親戚でも店長はあんなのとは距離を置いた方がいい。
一度戻ってから店長がまたお店で出すケーキとリンゴジュースを持ってきてくれた。
「俺低血圧じゃないからわからないんだけど、これ食べられる?糖分取った方がいいかと思って持ってきてみたんだ」
「頂きます。後でお金払いますね」
「何バカ言ってるんだよ。金なんていらないから自分の体のことだけ考えろ」
店長最高。
優し過ぎて目頭がジワってきた。
がんばってそれを引っ込めて「これ食べたらすぐ元気になれます」って微笑んだら頭を撫でてくれた。
僕が戻った時にはもう店長の従兄弟はいなかった。
あの人は譲さんというらしい。
「すごく親しそうでしたね。
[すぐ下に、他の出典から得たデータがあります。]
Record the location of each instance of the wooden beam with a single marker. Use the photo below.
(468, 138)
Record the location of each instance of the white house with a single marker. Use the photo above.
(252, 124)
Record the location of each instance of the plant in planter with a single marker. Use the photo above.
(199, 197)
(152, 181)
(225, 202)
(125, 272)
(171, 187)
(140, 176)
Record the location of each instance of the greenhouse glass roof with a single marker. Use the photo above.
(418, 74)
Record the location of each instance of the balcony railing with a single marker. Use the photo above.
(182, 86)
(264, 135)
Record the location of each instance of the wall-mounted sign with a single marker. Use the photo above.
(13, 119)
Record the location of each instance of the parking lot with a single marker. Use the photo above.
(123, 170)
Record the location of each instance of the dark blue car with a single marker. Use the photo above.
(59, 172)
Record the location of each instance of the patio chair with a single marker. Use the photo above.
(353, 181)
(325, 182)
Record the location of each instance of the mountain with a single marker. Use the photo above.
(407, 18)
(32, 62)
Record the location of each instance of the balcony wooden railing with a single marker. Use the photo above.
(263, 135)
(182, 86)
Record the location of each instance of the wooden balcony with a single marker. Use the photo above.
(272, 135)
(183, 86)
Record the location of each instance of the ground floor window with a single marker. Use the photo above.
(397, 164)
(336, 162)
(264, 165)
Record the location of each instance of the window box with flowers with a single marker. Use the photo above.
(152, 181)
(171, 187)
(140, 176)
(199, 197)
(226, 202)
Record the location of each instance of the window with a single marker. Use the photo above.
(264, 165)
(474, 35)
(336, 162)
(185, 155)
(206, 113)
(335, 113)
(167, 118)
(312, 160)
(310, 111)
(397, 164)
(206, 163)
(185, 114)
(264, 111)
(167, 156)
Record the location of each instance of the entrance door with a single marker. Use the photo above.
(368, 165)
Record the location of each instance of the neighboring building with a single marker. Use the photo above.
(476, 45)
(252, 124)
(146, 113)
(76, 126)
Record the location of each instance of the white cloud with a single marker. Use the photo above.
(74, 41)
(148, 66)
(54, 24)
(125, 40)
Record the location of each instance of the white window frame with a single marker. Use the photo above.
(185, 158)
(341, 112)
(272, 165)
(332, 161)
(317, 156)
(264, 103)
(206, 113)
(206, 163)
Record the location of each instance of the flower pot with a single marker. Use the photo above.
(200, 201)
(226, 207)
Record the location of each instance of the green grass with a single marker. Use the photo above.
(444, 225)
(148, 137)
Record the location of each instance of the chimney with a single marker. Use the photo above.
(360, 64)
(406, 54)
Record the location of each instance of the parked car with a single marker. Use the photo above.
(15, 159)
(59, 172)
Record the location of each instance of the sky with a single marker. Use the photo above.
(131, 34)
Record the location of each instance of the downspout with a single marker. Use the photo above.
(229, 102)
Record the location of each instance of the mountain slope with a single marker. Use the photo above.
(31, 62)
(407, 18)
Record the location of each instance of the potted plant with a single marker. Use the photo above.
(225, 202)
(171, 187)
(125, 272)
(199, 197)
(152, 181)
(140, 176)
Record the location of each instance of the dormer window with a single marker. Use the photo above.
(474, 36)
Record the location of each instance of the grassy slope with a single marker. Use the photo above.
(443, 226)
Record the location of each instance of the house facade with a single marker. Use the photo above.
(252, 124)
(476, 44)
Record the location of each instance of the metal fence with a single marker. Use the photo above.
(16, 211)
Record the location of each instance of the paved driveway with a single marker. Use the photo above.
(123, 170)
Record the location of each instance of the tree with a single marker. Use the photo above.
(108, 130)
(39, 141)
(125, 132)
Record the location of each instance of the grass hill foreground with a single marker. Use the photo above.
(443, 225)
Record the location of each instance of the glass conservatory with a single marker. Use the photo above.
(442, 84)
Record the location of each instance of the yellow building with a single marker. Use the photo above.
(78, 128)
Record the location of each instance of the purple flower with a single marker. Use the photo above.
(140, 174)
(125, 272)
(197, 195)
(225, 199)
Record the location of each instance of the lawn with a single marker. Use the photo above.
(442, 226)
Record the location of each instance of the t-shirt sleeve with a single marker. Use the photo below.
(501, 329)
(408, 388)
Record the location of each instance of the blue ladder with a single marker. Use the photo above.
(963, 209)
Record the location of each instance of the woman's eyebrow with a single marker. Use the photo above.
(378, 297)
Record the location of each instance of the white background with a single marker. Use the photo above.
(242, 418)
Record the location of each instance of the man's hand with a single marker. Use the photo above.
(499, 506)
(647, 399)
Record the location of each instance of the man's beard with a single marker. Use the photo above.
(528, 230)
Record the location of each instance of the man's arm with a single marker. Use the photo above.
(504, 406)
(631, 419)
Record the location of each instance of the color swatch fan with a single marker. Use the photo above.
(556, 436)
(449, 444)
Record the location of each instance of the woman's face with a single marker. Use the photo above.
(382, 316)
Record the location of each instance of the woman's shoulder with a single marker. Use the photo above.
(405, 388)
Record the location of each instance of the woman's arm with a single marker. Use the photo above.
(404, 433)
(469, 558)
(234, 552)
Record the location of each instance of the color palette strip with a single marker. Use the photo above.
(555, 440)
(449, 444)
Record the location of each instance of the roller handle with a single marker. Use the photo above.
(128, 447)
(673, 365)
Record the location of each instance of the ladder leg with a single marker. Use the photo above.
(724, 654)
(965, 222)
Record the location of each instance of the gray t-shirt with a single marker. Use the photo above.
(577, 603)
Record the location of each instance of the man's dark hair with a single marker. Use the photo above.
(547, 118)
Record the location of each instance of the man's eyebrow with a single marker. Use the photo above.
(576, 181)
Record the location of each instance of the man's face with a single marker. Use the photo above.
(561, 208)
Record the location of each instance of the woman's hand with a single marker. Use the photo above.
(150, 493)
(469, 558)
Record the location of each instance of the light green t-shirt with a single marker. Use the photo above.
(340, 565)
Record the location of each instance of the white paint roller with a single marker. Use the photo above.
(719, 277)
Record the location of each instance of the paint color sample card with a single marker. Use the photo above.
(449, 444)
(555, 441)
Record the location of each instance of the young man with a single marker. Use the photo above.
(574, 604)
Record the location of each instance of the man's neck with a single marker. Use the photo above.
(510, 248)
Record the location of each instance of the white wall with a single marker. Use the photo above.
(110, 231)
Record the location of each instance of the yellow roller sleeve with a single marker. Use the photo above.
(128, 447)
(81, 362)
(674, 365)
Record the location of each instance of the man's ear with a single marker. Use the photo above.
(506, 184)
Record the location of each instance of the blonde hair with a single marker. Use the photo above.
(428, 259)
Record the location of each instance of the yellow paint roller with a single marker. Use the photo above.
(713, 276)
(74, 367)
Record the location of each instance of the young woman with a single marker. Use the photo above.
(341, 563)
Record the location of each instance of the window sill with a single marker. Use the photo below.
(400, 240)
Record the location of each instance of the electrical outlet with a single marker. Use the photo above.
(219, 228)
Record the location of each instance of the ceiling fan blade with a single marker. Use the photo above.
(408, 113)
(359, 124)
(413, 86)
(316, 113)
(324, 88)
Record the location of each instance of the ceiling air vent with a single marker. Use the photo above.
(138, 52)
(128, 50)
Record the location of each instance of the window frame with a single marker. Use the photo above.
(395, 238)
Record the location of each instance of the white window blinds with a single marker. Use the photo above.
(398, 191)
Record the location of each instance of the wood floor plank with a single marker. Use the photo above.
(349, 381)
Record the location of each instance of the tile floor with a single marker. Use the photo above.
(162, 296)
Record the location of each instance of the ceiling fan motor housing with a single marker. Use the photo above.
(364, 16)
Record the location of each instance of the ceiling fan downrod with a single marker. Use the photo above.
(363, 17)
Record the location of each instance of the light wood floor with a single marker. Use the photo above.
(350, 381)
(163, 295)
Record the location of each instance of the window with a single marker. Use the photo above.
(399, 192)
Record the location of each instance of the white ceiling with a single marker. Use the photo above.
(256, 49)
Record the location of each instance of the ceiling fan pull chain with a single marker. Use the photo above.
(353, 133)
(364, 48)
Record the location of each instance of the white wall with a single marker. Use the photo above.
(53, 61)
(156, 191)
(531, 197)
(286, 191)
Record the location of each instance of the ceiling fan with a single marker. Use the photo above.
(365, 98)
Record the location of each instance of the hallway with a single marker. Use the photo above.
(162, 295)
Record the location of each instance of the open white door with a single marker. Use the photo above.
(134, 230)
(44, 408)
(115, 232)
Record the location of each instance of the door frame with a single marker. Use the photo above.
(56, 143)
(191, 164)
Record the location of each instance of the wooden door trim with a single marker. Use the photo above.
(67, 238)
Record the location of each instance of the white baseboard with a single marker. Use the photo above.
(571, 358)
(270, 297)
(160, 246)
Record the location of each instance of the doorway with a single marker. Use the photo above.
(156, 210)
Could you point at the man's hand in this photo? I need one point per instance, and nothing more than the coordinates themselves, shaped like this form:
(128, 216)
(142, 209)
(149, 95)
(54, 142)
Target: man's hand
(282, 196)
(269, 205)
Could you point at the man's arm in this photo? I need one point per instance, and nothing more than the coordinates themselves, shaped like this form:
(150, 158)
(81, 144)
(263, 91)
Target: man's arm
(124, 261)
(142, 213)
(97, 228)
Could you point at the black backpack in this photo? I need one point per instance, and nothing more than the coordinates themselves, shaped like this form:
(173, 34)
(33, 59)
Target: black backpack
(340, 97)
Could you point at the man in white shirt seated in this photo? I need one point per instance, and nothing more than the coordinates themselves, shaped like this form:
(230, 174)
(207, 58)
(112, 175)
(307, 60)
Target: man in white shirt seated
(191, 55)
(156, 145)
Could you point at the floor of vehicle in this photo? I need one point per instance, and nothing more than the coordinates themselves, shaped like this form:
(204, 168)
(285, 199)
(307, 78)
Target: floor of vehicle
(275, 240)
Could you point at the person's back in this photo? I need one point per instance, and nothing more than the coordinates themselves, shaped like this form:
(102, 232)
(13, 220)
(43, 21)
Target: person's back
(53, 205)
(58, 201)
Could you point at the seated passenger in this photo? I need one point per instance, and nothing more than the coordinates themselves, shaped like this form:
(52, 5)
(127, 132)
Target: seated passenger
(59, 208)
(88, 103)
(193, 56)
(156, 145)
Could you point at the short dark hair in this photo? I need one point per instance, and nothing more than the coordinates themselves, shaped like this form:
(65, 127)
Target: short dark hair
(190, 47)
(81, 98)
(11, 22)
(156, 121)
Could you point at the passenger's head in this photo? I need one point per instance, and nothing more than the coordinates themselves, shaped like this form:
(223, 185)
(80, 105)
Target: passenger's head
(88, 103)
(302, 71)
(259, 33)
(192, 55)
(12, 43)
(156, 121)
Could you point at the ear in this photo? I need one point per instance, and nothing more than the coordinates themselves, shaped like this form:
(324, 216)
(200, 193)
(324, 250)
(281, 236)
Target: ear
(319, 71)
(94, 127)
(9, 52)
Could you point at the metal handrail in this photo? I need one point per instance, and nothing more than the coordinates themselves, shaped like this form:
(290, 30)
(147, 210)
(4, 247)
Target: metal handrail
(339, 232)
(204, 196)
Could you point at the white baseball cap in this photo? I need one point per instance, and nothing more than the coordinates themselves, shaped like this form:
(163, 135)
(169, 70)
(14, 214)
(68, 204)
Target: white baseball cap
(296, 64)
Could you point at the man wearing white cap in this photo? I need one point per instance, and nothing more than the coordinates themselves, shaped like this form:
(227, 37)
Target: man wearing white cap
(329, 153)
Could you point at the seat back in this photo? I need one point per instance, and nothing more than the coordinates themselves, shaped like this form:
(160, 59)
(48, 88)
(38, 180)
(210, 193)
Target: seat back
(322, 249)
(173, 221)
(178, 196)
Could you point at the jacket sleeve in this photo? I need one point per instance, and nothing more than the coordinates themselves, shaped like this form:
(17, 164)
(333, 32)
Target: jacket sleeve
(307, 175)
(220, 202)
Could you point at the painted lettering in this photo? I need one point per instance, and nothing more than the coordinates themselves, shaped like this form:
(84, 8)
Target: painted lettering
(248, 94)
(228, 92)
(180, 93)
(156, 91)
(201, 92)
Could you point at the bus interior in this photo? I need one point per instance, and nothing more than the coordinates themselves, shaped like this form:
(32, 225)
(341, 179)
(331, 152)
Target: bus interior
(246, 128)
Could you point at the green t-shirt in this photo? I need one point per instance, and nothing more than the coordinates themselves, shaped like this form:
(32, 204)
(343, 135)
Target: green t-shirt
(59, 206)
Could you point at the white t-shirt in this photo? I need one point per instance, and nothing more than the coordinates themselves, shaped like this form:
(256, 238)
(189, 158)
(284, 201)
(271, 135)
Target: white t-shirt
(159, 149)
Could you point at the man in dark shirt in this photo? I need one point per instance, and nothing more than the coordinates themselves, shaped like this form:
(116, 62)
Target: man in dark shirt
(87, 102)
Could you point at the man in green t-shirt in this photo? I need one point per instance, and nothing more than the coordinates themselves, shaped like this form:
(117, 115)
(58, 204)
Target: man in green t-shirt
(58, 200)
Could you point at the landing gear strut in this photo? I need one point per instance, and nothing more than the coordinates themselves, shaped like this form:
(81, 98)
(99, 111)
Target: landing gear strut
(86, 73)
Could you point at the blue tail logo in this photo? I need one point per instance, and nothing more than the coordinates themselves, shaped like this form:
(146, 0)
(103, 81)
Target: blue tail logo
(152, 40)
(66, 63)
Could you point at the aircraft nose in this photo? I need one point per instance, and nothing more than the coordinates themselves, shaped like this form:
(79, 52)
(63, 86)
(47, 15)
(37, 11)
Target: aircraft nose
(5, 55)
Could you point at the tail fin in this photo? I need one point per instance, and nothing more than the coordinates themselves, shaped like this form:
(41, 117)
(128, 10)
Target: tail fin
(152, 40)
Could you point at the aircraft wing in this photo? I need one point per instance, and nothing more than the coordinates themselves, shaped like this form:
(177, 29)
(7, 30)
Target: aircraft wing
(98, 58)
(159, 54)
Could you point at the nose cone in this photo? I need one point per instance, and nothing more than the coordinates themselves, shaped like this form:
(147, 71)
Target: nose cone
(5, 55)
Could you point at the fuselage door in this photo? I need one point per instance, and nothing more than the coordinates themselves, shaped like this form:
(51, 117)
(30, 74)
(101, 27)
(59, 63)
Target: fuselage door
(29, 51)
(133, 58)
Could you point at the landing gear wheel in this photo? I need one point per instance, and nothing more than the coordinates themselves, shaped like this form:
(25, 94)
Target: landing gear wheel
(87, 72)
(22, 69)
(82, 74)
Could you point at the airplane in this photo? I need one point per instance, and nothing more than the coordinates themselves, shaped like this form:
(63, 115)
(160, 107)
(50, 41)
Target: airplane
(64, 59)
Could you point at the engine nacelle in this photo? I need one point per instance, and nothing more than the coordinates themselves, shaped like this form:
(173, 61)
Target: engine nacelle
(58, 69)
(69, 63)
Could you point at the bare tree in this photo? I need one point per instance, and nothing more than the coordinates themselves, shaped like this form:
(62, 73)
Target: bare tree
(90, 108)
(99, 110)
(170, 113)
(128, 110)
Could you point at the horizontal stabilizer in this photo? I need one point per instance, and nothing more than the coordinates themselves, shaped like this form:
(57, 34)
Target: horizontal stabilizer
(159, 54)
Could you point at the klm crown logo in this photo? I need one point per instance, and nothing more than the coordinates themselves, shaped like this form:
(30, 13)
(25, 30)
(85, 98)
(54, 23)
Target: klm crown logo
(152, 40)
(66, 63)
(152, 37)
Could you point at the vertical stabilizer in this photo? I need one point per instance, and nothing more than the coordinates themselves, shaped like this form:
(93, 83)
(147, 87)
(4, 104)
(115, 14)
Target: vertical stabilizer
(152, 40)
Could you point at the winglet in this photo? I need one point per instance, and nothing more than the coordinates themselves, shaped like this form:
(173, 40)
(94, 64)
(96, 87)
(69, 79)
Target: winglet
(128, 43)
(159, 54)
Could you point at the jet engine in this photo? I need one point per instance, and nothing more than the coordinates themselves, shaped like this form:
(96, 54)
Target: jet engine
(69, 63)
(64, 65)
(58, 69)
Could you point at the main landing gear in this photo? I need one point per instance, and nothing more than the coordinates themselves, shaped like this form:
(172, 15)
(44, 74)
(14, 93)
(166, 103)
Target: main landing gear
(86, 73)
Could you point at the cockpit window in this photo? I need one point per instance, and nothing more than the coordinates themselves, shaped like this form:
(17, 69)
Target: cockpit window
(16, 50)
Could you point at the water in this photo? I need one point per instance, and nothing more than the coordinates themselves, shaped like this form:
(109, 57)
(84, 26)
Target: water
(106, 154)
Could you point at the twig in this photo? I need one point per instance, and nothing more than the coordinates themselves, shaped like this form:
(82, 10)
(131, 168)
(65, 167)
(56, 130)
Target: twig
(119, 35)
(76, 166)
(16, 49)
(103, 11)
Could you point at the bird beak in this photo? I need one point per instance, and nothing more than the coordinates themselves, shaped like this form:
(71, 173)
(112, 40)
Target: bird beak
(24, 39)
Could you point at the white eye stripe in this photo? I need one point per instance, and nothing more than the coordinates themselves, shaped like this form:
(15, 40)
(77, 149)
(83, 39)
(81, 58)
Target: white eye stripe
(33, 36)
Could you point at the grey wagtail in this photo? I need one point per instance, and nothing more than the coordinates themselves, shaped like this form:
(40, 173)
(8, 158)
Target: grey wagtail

よく会うんですか?」
「うん…週2は会うかな。お互い独身だし良い遊び相手なんだ」
けっこう会ってるんだ。
店長は譲さんの好意に気がついてないんだろうか。
譲さんについてどこまで聞いてもいいだろう。
譲さんは僕が店長に気があるのを確認しに来た。
もしくは確信していて警告しに来たって感じだった。
そもそもそれも初めて会うのにどうしてわかったのか不思議だ。
僕も準備が必要だと思った。
丸腰では負けてしまう。
最初のコメントを投稿しよう!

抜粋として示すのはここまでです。